SFEBES2007 Poster Presentations Bone (16 abstracts)
Mapping of a renal calcification locus to a 5-megabase region on mouse chromosome 17B1/B2
Michael Stechman 1 , Nellie Loh 1 , Anita Reed 1 , Bushra Ahmad 1 , Michelle Stewart 2 , Terry Hacker 3 , Sara Wells 2 , Tertius Hough 2 , Liz Bentley 3 , Brian Harding 1 , Paul Christie 1 , Roger Cox 3 , Neil Dear 2 , Steve Brown 3 & Rajesh Thakker 1
1Academic Endocrine Unit, Nuffield Department of Medicine, University of Oxford, Oxford, United Kingdom; 2Mary Lyon Centre, Medical Research Council, Harwell, Oxfordshire, United Kingdom; 3MRC Mammalian Genetics Centre, Medical Research Council, Harwell, Oxfordshire, United Kingdom.

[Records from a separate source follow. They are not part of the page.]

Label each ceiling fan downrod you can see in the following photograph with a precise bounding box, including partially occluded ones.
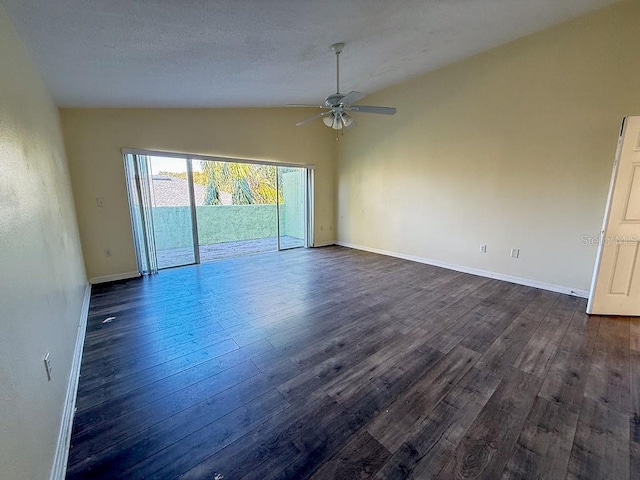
[331,43,344,95]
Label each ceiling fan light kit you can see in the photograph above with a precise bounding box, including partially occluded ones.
[296,43,396,133]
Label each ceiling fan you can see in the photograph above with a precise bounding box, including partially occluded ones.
[296,43,396,130]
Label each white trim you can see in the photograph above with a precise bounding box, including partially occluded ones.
[313,240,336,250]
[122,148,316,170]
[89,272,140,285]
[50,283,91,480]
[335,241,589,298]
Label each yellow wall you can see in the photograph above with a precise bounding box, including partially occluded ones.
[61,108,336,278]
[0,7,86,480]
[337,2,640,290]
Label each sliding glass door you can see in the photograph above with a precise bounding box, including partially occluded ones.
[194,160,278,262]
[125,153,311,273]
[149,156,198,268]
[277,167,307,250]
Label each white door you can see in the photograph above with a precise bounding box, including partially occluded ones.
[587,117,640,315]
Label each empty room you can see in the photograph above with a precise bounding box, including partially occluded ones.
[0,0,640,480]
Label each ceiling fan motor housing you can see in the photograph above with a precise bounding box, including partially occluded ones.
[324,93,344,108]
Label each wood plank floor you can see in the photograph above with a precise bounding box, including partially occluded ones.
[67,247,640,480]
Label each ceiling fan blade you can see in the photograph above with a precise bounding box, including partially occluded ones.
[340,90,366,105]
[296,110,331,127]
[285,103,327,108]
[349,105,397,115]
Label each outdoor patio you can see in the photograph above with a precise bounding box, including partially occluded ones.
[157,236,304,268]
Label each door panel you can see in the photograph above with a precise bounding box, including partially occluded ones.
[587,117,640,315]
[149,157,196,268]
[278,167,307,250]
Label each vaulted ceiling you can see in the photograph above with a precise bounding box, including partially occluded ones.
[0,0,615,107]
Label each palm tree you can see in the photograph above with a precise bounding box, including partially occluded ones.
[201,160,277,205]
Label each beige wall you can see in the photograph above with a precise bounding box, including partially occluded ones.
[0,7,86,480]
[337,2,640,290]
[61,108,336,278]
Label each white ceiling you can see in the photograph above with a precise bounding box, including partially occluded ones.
[0,0,616,107]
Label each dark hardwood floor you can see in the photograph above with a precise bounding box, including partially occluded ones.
[67,247,640,480]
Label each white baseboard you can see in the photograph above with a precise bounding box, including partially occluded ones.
[335,241,589,298]
[89,272,140,285]
[50,283,91,480]
[313,240,336,248]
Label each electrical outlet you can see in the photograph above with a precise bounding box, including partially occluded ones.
[44,352,51,382]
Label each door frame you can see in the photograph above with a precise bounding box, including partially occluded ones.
[122,148,316,273]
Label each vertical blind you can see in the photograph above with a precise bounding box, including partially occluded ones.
[124,154,158,275]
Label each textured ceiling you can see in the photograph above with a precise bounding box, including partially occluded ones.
[0,0,615,107]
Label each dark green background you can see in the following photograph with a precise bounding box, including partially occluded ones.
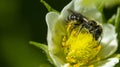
[0,0,119,67]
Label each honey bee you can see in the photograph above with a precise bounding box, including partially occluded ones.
[68,10,103,40]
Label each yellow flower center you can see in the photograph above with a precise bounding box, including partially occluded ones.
[62,21,101,67]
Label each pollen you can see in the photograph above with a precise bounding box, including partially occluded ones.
[62,22,101,67]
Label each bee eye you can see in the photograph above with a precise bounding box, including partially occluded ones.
[88,20,97,26]
[68,15,80,21]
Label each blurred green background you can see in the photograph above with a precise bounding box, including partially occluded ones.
[0,0,119,67]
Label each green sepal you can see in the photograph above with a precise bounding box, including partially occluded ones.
[115,7,120,32]
[29,41,53,64]
[40,0,59,13]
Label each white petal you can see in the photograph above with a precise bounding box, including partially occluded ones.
[46,12,59,30]
[98,24,118,59]
[46,12,65,67]
[95,58,119,67]
[74,0,102,22]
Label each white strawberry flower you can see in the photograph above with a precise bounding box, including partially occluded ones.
[30,0,120,67]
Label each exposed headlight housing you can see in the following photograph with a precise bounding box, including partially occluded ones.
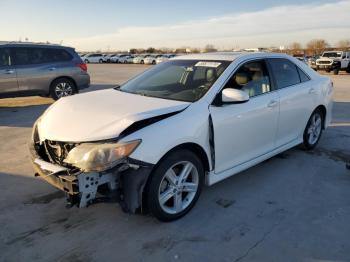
[64,140,141,172]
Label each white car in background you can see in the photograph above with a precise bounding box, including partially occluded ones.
[83,53,103,64]
[144,55,162,65]
[109,54,120,63]
[133,55,150,64]
[126,55,136,64]
[117,54,129,64]
[156,54,176,64]
[30,53,333,221]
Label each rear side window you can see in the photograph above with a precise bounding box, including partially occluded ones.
[13,47,30,65]
[0,48,11,67]
[225,60,271,97]
[48,48,73,62]
[269,58,300,89]
[14,47,73,65]
[297,67,310,83]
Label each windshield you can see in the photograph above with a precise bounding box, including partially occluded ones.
[322,52,341,57]
[119,60,230,102]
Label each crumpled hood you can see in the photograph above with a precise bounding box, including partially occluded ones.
[38,89,190,142]
[316,57,340,62]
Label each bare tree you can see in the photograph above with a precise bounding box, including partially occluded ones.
[337,39,350,51]
[203,44,218,53]
[289,42,303,54]
[306,39,329,55]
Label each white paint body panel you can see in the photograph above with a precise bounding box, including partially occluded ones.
[38,89,189,142]
[38,53,333,185]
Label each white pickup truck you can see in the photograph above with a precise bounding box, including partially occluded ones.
[315,51,350,75]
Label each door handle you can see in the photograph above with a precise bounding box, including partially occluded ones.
[5,69,15,75]
[267,100,278,107]
[309,88,316,94]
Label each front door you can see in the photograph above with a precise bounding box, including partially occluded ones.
[209,60,279,173]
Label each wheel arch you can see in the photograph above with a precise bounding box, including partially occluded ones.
[312,105,327,129]
[50,75,78,91]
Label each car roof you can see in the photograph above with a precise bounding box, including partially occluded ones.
[172,52,289,62]
[0,42,74,49]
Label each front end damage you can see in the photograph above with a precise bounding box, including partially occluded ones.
[30,136,153,213]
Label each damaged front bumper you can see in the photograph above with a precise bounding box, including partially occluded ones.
[30,142,153,213]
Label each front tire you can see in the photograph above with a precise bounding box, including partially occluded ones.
[303,109,324,150]
[50,78,77,100]
[146,150,204,222]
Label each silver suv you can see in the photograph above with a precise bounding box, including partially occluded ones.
[0,43,90,100]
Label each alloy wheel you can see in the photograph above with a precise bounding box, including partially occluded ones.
[158,161,199,214]
[55,82,73,98]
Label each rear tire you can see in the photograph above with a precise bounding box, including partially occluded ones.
[303,109,324,150]
[50,78,78,100]
[146,150,204,222]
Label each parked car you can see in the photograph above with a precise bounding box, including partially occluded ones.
[293,55,307,64]
[118,55,131,64]
[156,54,176,64]
[133,55,150,64]
[126,55,135,64]
[116,54,129,63]
[316,51,350,75]
[84,53,103,64]
[144,55,162,65]
[110,54,120,63]
[307,56,320,70]
[0,43,90,100]
[31,53,333,221]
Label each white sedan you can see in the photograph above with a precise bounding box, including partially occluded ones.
[30,53,333,221]
[144,55,162,65]
[118,55,130,64]
[156,54,176,64]
[82,53,103,64]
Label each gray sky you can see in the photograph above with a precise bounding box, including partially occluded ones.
[0,0,350,51]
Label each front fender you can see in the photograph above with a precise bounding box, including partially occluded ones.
[120,103,212,169]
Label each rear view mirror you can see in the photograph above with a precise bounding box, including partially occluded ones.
[222,88,249,104]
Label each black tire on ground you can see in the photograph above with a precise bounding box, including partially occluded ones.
[145,149,204,222]
[303,108,325,150]
[49,77,78,100]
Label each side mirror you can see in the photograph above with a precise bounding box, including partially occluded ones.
[222,88,249,104]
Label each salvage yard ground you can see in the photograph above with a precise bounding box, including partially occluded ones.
[0,64,350,262]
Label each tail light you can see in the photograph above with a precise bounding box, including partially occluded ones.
[77,63,87,72]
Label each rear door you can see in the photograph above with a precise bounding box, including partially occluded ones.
[268,58,319,147]
[0,47,18,94]
[14,47,57,94]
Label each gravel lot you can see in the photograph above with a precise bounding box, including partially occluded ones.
[0,64,350,262]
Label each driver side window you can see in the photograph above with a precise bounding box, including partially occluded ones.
[225,61,271,97]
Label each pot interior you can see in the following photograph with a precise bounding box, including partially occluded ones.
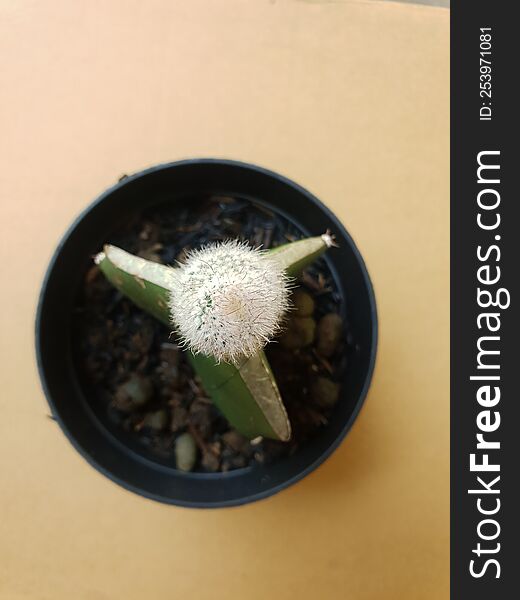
[37,160,376,507]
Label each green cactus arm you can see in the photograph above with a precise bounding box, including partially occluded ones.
[96,234,333,441]
[269,231,337,277]
[96,245,291,441]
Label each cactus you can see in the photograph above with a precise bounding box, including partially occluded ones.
[95,232,334,441]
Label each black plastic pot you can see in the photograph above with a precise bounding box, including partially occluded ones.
[36,159,377,508]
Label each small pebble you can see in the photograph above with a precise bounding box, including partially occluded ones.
[170,406,188,431]
[200,452,220,473]
[114,375,153,412]
[316,313,343,358]
[143,409,168,431]
[280,317,316,350]
[292,288,314,317]
[175,432,197,471]
[311,377,339,408]
[221,429,247,452]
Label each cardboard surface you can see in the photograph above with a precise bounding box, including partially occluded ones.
[0,0,449,600]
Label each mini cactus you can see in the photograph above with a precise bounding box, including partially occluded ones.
[169,240,289,364]
[95,232,335,441]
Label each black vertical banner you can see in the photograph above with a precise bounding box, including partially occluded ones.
[451,0,520,600]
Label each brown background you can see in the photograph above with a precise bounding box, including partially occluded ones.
[0,0,449,600]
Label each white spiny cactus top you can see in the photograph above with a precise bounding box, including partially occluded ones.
[170,240,288,362]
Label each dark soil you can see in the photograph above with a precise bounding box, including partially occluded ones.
[73,197,353,472]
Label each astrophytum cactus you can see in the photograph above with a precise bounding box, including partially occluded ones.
[95,233,334,440]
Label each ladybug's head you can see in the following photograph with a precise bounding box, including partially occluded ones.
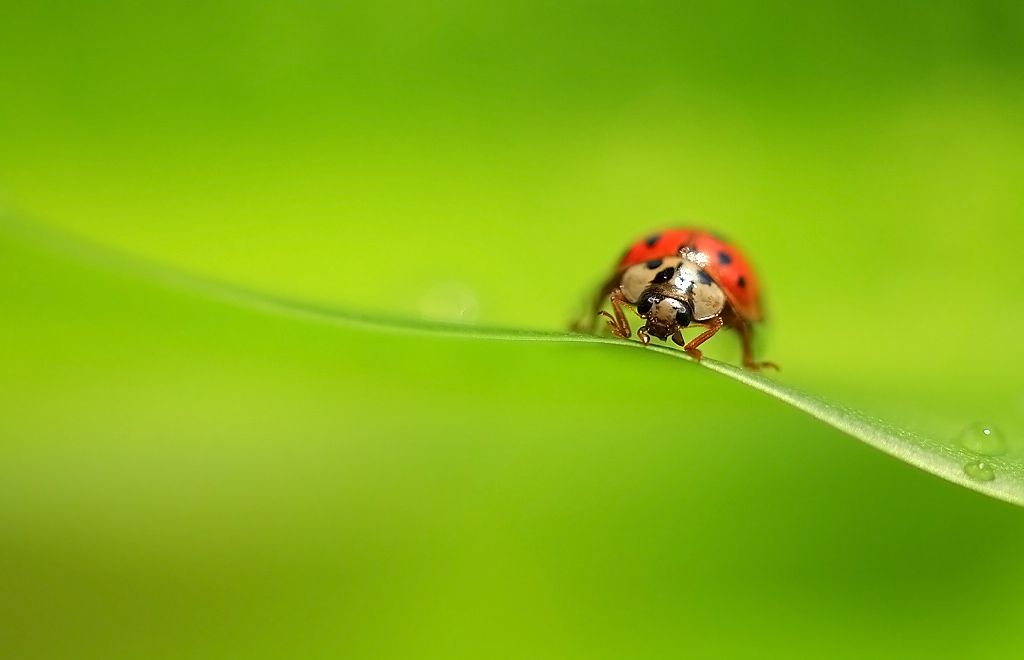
[637,292,693,346]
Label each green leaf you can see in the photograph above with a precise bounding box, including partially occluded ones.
[6,212,1024,505]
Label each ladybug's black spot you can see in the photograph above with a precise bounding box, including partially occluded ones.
[652,267,676,284]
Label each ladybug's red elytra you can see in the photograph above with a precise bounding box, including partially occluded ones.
[582,228,778,369]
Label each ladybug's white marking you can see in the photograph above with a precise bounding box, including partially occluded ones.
[620,253,726,321]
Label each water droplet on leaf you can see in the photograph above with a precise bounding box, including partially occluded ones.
[959,424,1007,456]
[964,460,995,481]
[420,282,479,323]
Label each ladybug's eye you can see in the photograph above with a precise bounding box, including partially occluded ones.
[676,305,692,327]
[637,294,660,315]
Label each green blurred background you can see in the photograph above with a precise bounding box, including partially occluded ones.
[0,0,1024,658]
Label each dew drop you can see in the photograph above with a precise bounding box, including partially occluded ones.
[959,424,1007,456]
[964,460,995,481]
[420,281,479,324]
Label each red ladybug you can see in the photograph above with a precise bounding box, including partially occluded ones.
[585,229,778,369]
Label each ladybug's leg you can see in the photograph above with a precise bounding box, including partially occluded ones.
[572,272,620,333]
[736,323,778,371]
[597,289,634,341]
[672,316,725,362]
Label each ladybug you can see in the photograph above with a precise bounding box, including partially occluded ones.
[584,228,778,369]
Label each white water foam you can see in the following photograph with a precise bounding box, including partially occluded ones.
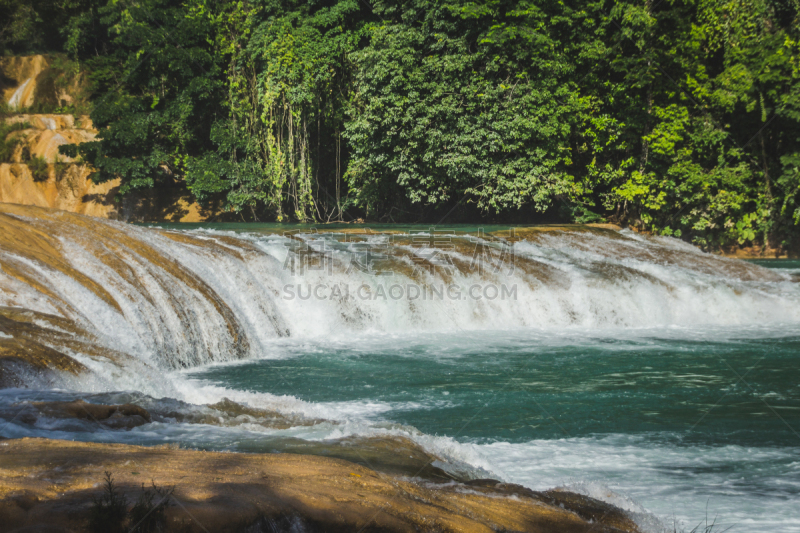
[8,78,33,110]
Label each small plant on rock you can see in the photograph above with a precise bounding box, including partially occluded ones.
[130,480,175,533]
[89,472,128,533]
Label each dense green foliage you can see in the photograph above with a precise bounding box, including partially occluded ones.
[0,0,800,248]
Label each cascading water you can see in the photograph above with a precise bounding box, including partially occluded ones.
[8,78,33,109]
[0,202,800,531]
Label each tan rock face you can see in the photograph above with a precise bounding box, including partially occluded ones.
[0,55,220,222]
[0,439,637,533]
[0,55,50,110]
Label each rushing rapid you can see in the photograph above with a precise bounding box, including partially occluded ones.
[0,206,800,532]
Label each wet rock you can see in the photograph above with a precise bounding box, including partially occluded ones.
[24,400,150,429]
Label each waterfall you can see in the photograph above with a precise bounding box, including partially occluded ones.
[0,205,800,382]
[8,78,33,110]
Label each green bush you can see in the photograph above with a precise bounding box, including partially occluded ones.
[89,472,128,533]
[88,472,175,533]
[28,156,50,181]
[130,480,175,533]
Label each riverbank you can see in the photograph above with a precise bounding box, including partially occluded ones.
[0,439,637,533]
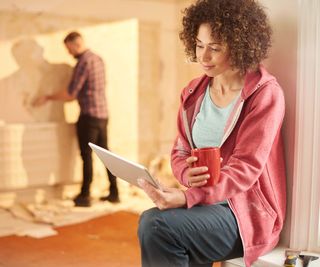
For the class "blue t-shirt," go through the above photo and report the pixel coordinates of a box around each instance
[192,86,239,148]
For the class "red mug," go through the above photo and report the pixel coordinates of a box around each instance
[191,147,221,186]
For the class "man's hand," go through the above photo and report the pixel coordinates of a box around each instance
[138,179,187,210]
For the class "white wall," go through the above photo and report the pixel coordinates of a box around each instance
[260,0,299,245]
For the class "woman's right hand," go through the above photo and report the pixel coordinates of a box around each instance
[186,156,210,187]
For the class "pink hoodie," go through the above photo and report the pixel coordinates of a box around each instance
[171,66,286,267]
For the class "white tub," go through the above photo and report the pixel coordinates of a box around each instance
[0,123,81,191]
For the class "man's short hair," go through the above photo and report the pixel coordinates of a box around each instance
[63,32,82,43]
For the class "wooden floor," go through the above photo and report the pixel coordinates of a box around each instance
[0,212,220,267]
[0,212,140,267]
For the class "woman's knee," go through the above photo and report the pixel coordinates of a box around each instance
[138,208,168,242]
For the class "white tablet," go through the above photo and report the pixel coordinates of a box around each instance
[88,143,160,189]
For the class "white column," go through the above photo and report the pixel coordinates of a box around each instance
[290,0,320,252]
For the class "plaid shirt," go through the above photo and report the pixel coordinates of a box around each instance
[68,50,108,119]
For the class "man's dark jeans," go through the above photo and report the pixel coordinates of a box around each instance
[77,115,116,196]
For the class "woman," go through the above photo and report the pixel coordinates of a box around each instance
[138,0,286,266]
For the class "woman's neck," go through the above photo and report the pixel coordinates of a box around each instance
[210,71,244,95]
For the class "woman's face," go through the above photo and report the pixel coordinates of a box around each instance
[196,23,231,77]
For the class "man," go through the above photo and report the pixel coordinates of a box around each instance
[34,32,119,207]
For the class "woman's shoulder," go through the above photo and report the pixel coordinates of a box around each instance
[182,74,211,95]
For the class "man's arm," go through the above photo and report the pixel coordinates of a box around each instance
[33,89,76,106]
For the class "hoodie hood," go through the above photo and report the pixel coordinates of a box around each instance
[181,65,275,109]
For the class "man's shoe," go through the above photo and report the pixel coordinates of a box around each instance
[100,194,120,203]
[73,194,91,207]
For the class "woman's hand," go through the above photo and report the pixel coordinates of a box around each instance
[138,179,187,210]
[186,156,210,187]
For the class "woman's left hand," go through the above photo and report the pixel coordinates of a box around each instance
[138,179,187,210]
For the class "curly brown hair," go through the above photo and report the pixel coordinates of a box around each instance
[179,0,272,74]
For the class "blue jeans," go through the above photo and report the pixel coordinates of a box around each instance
[138,204,243,267]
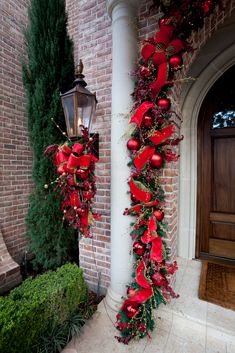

Calcium-containing renal stones, which affect 7% of adults, may be associated with endocrine and metabolic disorders that include primary hyperparathyroidism, renal tubular acidosis, hypercalciuria and hyperoxaluria. In addition, ∼40% of patients with stones have a familial history, although the genetic defects remain to be elucidated. To facilitate this, we have established a mouse model for renal calcification, designated Rcalc1, and determined its chromosomal localisation. Mice were kept in accordance with UK Home Office welfare guidelines and project license restrictions. The founder of Rcalc1 was identified by radiological investigations for renal opacities of 1745 twelve-month old progeny of N-ethyl-N-nitrosourea mutagenised male BALB/c mice. Founder sperm was used to artificially inseminate C3H oocytes and 158-second generation (G2) progeny derived. Histological examination using haematoxylin-eosin, and von Kossa stained renal sections from 18–34 week-old G2 mice revealed collecting duct calcification in 52 mice, yielding an affected: unaffected ratio of 0.5:1 which is consistent with an autosomal dominant inheritance with reduced penetrance. A genome-wide search using chromosome-specific sets of 60 single nucleotide polymorphisms at 20–30 cM intervals in 13 affected mice mapped Rcalc1 to chromosome 17 with a peak LOD score of 3.91 at 0% recombination. An extended analysis using ten chromosome 17 microsatellite markers in all the affected and unaffected mice yielded a peak LOD score of 9.44, at 24% recombination, with the loci D17Mit101 and D17Mit175. An examination of recombinants defined the locus order as: 17cen-D17Mit80-(D17mit101, Rcalc1, D17Mit81)-D17Mit175-17ter. This narrows the search for Rcalc1 to a 5 Mb region that contains about 100 genes including those for Trefoil factor 1, a calcium stone inhibitor, and Retinoid receptor X beta, which is involved in Vitamin D metabolism. Thus, our studies have established a mouse model for renal calcification and identified a locus on chromosome 17B1/B2, which likely has an important role in renal calcium homeostasis.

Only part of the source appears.